Though of course I’m eager to see Sotomayor confirmed – for political and sociological reasons as well as judicial and legal ones – I can’t quite decide which is a worse symptom of the Republic’s political health. On the one side, we have powerful white men who belong to a venerable party that was founded, in part, to pursue a form of racial equality now embarrassing themselves with borderline-racist attacks on someone who – but for the color of her skin and maybe her gender – exemplifies every up-by-your-bootstraps story they love to tell. On the other hand, we have powerful white men and women (Feinstein and Klobuchar!) having to assert, with the backing of an Everest of evidence but against shrill cries from the American Falangists, that Sotomayor can, in fact, do the job that her entire professional adult life has led toward.

Sigh. Patrick Leahy, don’t fail me now.

And Jeff Sessions? Here’s my favorite tweet of the day:

RT @KagroX: Hilarious to hear Jefferson Beauregard Sessions III of AL decry Sotomayor’s reference to “heritage.” Never happens in Alabama.

Being Right Brings No Satisfaction

As we often do, the girls and I broke up the Sunday-morning monotony with a little outing in the neighborhood. Since the new bike path is so nice, I proposed that they ride their bikes up the road a ways. Vivi liked this idea, but Julia said, no, “I prefer to walk and push Care Bear in the stroller.”

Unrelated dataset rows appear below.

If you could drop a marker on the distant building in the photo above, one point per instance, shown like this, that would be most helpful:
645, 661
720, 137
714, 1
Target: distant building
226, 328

I knew that there was no way in the world she’d actually push the stroller the whole time – and thus that I’d end up carrying it for most of the walk – but I decided to let that go in favor of encouraging her to wear actual shoes and socks, rather than the sandals which she is literally wearing to shreds and which are also pretty terrible to wear while actually walking. This recommendation was rejected on her usual grounds: “Daddy, I don’t like the way shoes look with skirts! Sandals are much prettier with skirts!”

This is an argument I cannot win, so after my usual grumbles about how she’d be picking pebbles out of the straps and stumbling over rocks, we headed out. Vivi rode up ahead, riding her Big Wheel at a million miles an hour, and Julia trailed behind, pushing Care Bear in the stroller and stopping frequently to minister to the doll. After we stopped for our snack, Julia decided that she didn’t want to push the stroller anymore. I folded the $#&(#% thing up and started carrying it, trying at the same time to keep Vivi was veering off the path into the weeds.

Noticing that Julia wasn’t next to me, I turned around to find her sitting in the dirt, shaking rocks and sand out of her sandals. “Daddy, the rocks really hurt my feet!” I didn’t even respond, mostly because Vivi was again motoring toward some obstacle. As I corrected her course, I heard a scream from behind us. I whipped around. Julia was just getting up off the pavement after falling. Her right knee was magnificently bloody, and her left sandal was falling off her foot. “What happened, honey?” I asked, wiping the blood off her knee with my hand. She sobbed out, “My sandal strap wasn’t tight and the sandal made me trip!”

I derived no satisfaction from being right on every count. Thankfully, she got over the accident quickly and enjoyed the rest of the walk – even though sometimes we had to jog to catch up to Vivi.